Resolving deltas: 100% (74/74), done.
Setting up on Colab

Getting Mean Curvature Flow Data
Downloading...
From (original): https://drive.google.com/uc?id=1n9nNCTWsaF2BMElcHpNkDupIO1f_lCOX
From (redirected): https://drive.google.com/uc?id=1n9nNCTWsaF2BMElcHpNkDupIO1f_lCOX&confirm=t&uuid=d089e0ea-7fe7-4d8c-8a1b-0e472df3e572
To: /content/dpm_fno_workshop/2_mean_curvature_flow/mc_flow_data.h5
100% 252M/252M [00:02<00:00, 112MB/s]

Getting pre-trained models
Retrieving folder contents
Retrieving folder 1EJa6_MkPR1qEZkvI06dEkqpktchmIP1G darcy
Retrieving folder 1-trVHJBRmEaBI_b74-f-N6TAelT7ViWY checkpoints
Processing file 1230Q9jaUftNWluWq18bAvfC_aXM8NlWt epoch=49-step=35

In [None]:
%cd dpm_fno_workshop/1_darcy
# System packages
import sys
import os
sys.path.append('..')
import glob
from pathlib import Path
import warnings
warnings.filterwarnings('ignore')

# ML packages
import lightning as pl
from network.FNO2d import FNO2D

# Data processing
from dataloading import DarcyDataset
from torch.utils.data import DataLoader, random_split
import numpy as np

# Visualization
import matplotlib.pyplot as plt
from matplotlib import gridspec
import ipywidgets as widgets
from ipywidgets import interact
from IPython.display import display, clear_output

# Configuration
from omegaconf import OmegaConf
cfg = OmegaConf.load("config.yaml")

# Set the seed for reproducibility
pl.seed_everything(cfg.seed)

INFO: Seed set to 185371
INFO:lightning.fabric.utilities.seed:Seed set to 185371


[Errno 2] No such file or directory: 'dpm_fno_workshop/1_darcy'
/content/dpm_fno_workshop/1_darcy


185371

## Load Test Dataset

We will first look at the test set we reserved from training. The training image size is $64\times64$.

In [None]:
dataset = DarcyDataset('darcy_data_res.h5', resolution='resolution_64')

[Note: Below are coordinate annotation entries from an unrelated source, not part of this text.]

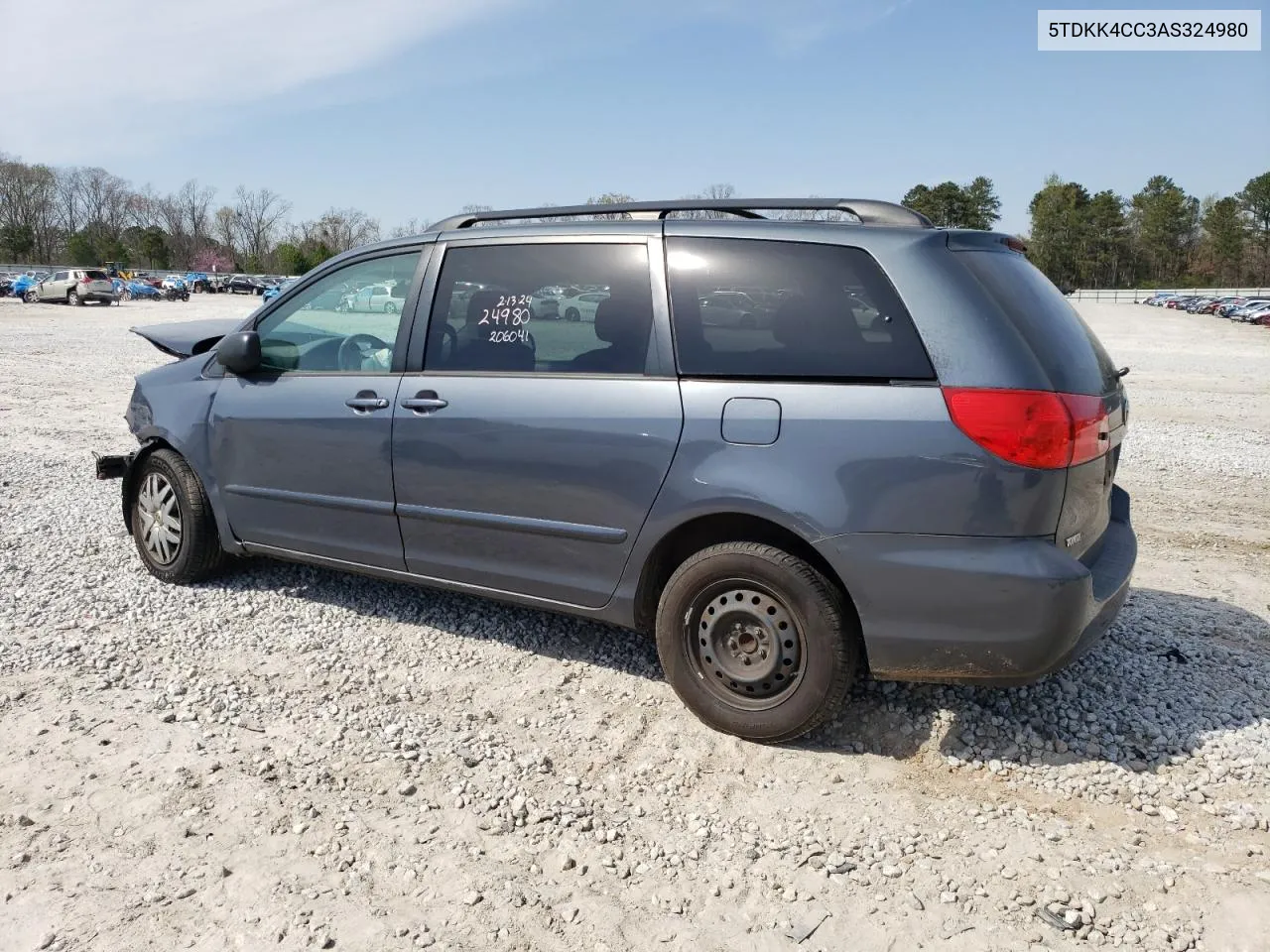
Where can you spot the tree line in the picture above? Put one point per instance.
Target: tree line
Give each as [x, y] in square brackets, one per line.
[1159, 238]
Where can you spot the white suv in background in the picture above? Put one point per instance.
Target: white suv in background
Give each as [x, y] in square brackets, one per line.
[73, 287]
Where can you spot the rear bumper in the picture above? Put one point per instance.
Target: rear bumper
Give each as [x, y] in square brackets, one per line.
[985, 611]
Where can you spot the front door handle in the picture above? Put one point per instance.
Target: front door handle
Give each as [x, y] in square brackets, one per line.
[366, 400]
[425, 402]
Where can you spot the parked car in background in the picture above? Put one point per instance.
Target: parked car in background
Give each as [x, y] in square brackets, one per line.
[243, 285]
[580, 307]
[139, 290]
[376, 298]
[1247, 308]
[22, 286]
[75, 287]
[275, 290]
[729, 308]
[1211, 303]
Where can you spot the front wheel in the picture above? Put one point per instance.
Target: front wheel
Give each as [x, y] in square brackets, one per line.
[756, 643]
[172, 521]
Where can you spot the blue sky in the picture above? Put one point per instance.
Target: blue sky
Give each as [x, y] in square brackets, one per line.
[413, 108]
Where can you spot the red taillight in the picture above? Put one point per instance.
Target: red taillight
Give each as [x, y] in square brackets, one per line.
[1091, 430]
[1034, 428]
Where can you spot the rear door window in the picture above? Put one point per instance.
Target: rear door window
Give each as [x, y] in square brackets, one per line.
[786, 309]
[1071, 354]
[488, 316]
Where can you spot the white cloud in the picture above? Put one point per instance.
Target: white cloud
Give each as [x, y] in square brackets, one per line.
[136, 56]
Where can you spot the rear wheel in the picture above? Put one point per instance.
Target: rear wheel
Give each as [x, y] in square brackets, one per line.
[172, 522]
[756, 642]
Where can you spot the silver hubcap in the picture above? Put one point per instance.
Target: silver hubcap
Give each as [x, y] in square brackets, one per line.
[160, 518]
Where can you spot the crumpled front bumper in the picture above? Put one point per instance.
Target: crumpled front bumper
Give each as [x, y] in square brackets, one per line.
[113, 467]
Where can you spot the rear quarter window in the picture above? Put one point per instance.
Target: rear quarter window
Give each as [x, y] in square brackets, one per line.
[1069, 350]
[788, 309]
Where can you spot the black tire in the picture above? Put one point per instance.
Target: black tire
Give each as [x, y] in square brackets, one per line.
[198, 553]
[804, 669]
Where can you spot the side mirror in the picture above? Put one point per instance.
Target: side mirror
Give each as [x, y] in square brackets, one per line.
[240, 352]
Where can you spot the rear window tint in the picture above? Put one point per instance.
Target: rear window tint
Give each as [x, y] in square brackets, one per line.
[1067, 349]
[746, 307]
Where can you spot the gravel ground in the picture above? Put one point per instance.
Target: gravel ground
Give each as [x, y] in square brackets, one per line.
[291, 758]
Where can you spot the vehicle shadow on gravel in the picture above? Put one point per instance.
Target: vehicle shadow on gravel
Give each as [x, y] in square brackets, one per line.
[1171, 671]
[1174, 670]
[559, 636]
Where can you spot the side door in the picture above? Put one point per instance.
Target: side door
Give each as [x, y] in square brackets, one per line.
[303, 448]
[527, 452]
[54, 287]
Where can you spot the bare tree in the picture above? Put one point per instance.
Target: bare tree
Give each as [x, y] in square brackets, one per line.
[28, 200]
[411, 227]
[611, 198]
[341, 229]
[258, 216]
[715, 191]
[70, 207]
[225, 229]
[105, 199]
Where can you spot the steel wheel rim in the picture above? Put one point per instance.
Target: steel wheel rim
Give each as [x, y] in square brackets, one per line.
[744, 644]
[159, 511]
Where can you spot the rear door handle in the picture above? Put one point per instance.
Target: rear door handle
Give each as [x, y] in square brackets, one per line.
[425, 402]
[366, 400]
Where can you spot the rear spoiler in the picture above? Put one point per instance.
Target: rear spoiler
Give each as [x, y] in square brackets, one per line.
[966, 240]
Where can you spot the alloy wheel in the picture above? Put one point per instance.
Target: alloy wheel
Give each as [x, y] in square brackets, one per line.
[159, 512]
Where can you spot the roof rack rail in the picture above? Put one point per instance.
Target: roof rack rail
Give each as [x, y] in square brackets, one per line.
[869, 211]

# Split the training dataset
train_size = int(0.7 * len(dataset))  # 70% for training
val_size = int(0.15 * len(dataset))   # 15% for validation
test_size = len(dataset) - train_size - val_size  # Remaining 15% for testing

# Split the dataset into training, validation, and test sets
_, _, test_dataset = random_split(dataset, [train_size, val_size, test_size])
test_loader = DataLoader(test_dataset, batch_size=1, shuffle=False)

## Load the Trained Model

This is a pretrained model that is identical to the one saved from the training script. You can replace this with your own trained model if needed.

In [None]:
# Load the trained model
model_dir = f"../saved_models/darcy/checkpoints"
model_loc = glob.glob(f'{model_dir}/*.ckpt')[0]
print(f'Loading {model_loc}')

# Instantiate the FNO2D model from the checkpoint
model = FNO2D.load_from_checkpoint(model_loc)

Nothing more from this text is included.